Kathleen St. John

Heliotrope a Suite of Six Dances for Woodwind Quintet (1981)

The Winds of Aeolus (1981)

Quintet of the Americas was introduced to Kathleen St. John when Jeannie Poole, organizer for the First International Congress on Women in Music at New York University in 1981, asked us to perform a piece by Kathleen on a program at the congress. We premiered The Winds of Aeolus on that concert.

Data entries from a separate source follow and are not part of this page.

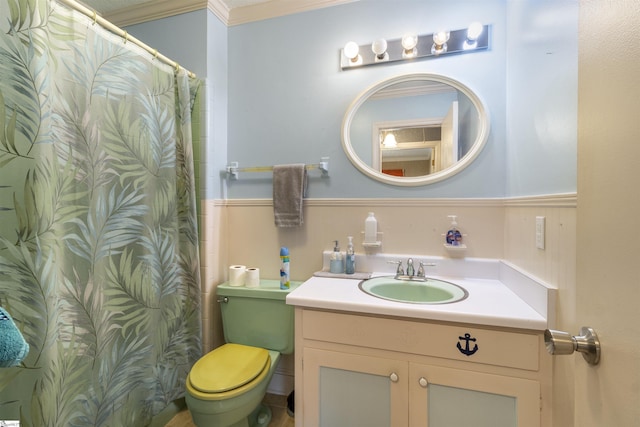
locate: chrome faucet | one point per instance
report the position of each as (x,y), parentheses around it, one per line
(399,270)
(410,269)
(411,273)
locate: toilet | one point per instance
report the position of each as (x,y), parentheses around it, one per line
(225,387)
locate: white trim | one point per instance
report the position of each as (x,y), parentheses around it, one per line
(563,200)
(275,8)
(568,200)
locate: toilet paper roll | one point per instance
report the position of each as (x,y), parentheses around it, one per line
(236,275)
(252,278)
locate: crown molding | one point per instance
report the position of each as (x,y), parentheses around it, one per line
(275,8)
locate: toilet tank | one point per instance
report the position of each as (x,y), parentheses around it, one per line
(258,316)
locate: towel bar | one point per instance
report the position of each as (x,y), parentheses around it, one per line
(233,170)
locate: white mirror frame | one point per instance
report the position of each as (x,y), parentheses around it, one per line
(478,145)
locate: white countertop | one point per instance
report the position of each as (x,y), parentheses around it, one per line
(490,303)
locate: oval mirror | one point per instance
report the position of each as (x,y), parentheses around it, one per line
(414,129)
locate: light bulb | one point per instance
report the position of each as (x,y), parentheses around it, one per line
(409,43)
(441,37)
(351,50)
(473,32)
(440,42)
(379,47)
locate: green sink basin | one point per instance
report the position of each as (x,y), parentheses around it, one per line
(430,291)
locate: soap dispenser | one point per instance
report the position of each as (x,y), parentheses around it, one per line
(350,259)
(454,237)
(335,262)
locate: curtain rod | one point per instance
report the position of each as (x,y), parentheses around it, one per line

Kathleen St. John has received numerous commissions from repertory companies, universities, and individual performers throughout this country and abroad. She was a Tanglewood Fellow studying under the British composer Alexander Goehr, a guest lecturer (twice!) at the University of Ottawa Department of Music, composer-in-residence at the American Dance Festival of Duke University in Durham, North Carolina and at the Charles Ives Center in New Milford, Connecticut, and has received five Fellowships from both MacDowell and the Virginia Center For The Creative Arts. In 1976, she was designated a Norlin Foundation Fellow by MacDowell in special tribute to Aaron Copland. St. John received her M.F.A. in music composition from California Institute of the Arts in 1979 where she was mentored by Mel Powell, was pianist for the CalArts Twentieth-Century Players Ensemble under the direction of Morton Subotnick, and was graduate assistant to pianist Leonid Hambro. Upon graduation, she became a member of their theory and piano faculty.